その影響もあってか、駅前には多くの議員や議員候補者が早朝から演説やビラ配りをしています。

その中には、20代半ばの若い議員の人もいて、道行く人に盛んに「25歳の〇〇です!若さを活かしてがんばります!」とアピールを続けていました。

政治に若い人が参画することは素晴らしいことですし、若い世代の声を反映させるために、20代や30代の人を政界に送り込むことは良いことだと思います。

しかし、その演説している20代の議員に対して私が率直に感じたことは、「この若造に政治を任せて大丈夫か?」という感想です。

私が自分の事務所を宣伝するときにも、「20代で開業し、若さを武器に経理・税務をお手伝いします。」というようなことを言ってきましたが、客観的に同じようなフレーズを聞くと、むしろ若さなど強みでもなんでもなくて、むしろその若さが不安要素になってしまうのではないかと感じました。

年齢そのものはアピールすることではない

もちろん、若さを売り出すことが悪いことだとは思いません。

若い先生に気軽に相談したいというニーズもあるでしょうし、経営者も20代、30代といった場合には、同世代の若い税理士のほうが良いということもあるでしょう。

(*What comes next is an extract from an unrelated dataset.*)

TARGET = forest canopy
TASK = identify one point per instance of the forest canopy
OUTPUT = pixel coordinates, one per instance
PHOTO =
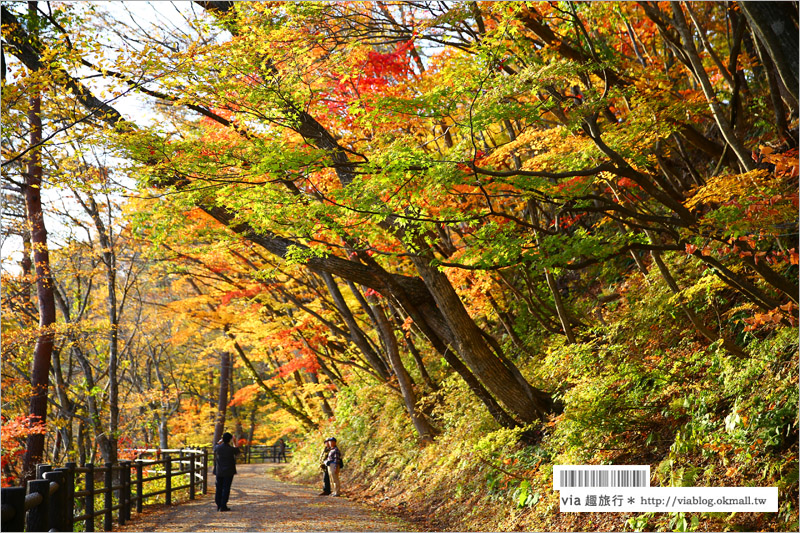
(555, 231)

しかし、若さをあまり前面にアピールしても、「若いこと以外にアピールすることないのか?」というふうにも捉えられかねません。

重要なのは、年齢ではなく、結局は実際に持っているスキルや実績でしかありません。

資産税の実務を何十件とこなしてきており、何千万円単位の節税を勝ち取ったことがある、という具体的な実績があり、かつそれを20代で経験してきた、ということであれば、若さという要素はアピールポイントとして強く作用するでしょうが、そういった実績がなく、ただ年齢だけを主張しても、私があの駅前にいる20代議員に対して感じたのと同じような「頼りなさ」を感じるだけでしょう。

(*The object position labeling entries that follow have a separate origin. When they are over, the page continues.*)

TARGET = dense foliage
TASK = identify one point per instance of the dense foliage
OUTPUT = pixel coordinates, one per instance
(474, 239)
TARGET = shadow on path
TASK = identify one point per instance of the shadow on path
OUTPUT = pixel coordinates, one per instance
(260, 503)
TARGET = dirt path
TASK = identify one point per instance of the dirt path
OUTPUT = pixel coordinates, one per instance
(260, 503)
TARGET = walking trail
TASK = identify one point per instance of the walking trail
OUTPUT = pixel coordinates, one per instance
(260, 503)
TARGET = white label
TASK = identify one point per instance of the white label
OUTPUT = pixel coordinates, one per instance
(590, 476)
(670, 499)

年齢はそれ自体アピールするものではなく、それまでに培ってきたスキルや実績を付加する副次的な要素でしかないのかもしれません。

「年齢なんてただの数字よ」

会計・税務のプロとして仕事をする以上、結局は実力で勝負するしかありません。

年齢や若さというのは、実績やスキルを補強する要素ではあっても、年齢自体にあまりアピールする価値はないのかもしれません。

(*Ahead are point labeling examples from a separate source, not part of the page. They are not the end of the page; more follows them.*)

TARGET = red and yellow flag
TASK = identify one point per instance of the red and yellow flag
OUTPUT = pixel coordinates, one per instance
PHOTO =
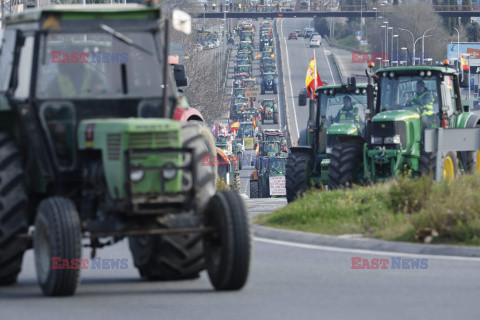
(235, 125)
(465, 66)
(312, 80)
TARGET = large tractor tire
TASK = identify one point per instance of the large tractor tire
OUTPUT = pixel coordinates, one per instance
(427, 164)
(175, 257)
(345, 161)
(297, 168)
(57, 236)
(240, 160)
(13, 211)
(254, 189)
(228, 250)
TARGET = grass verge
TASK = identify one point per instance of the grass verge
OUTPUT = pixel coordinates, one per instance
(397, 210)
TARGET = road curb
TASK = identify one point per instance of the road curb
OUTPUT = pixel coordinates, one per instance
(364, 244)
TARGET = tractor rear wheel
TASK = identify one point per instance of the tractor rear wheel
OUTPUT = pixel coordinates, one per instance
(57, 236)
(275, 118)
(174, 257)
(345, 161)
(254, 189)
(297, 168)
(13, 211)
(228, 250)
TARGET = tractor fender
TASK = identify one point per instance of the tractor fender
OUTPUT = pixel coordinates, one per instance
(349, 138)
(187, 114)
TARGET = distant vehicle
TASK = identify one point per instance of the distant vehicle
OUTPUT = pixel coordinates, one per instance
(314, 34)
(292, 35)
(315, 42)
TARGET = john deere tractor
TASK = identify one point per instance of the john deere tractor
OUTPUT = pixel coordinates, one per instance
(91, 148)
(308, 163)
(409, 100)
(268, 178)
(269, 110)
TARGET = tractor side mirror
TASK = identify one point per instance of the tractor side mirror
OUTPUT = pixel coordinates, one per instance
(180, 75)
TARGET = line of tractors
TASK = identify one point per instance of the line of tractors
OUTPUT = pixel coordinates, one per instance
(384, 136)
(93, 153)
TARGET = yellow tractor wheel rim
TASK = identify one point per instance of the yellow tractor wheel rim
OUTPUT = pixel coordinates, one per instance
(478, 161)
(448, 170)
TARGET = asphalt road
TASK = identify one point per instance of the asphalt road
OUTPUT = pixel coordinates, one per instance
(287, 280)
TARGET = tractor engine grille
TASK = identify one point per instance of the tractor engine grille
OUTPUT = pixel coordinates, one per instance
(384, 129)
(153, 140)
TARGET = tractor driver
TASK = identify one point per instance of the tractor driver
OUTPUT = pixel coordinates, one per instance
(423, 101)
(348, 112)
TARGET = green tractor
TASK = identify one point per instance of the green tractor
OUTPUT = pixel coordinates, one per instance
(327, 126)
(91, 147)
(409, 100)
(268, 179)
(269, 110)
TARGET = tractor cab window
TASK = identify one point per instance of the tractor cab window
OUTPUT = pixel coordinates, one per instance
(343, 107)
(59, 121)
(409, 93)
(99, 64)
(277, 166)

萬田久子さんが書いた、この本のタイトルのとおりなのではないでしょうか。

Age is just a number!

(年齢なんてただの数字よ)

Age is just a number! オンナのキレイ、秘密のTheory

自分がどういうスキルを持っていて、どういうことができるのか、あるいは仕事に対するスタンスなど、若さや実績だけでなく、ブログなどを通じて自分自身のパーソナリティをいろんな視点から発信していきたいと改めて思いました。


【編集後記】

2/27(水)はお客様の会社で決算支援作業。

スーツが破れたので、新宿のビックロ内にあるジーユーでジャケットとスラックスを買いましたが、これがかなりいい。

というより、もうスーツはジーユーでいいんじゃないかという気がしています。

それぐらいジーユーのセットアップは素晴らしい。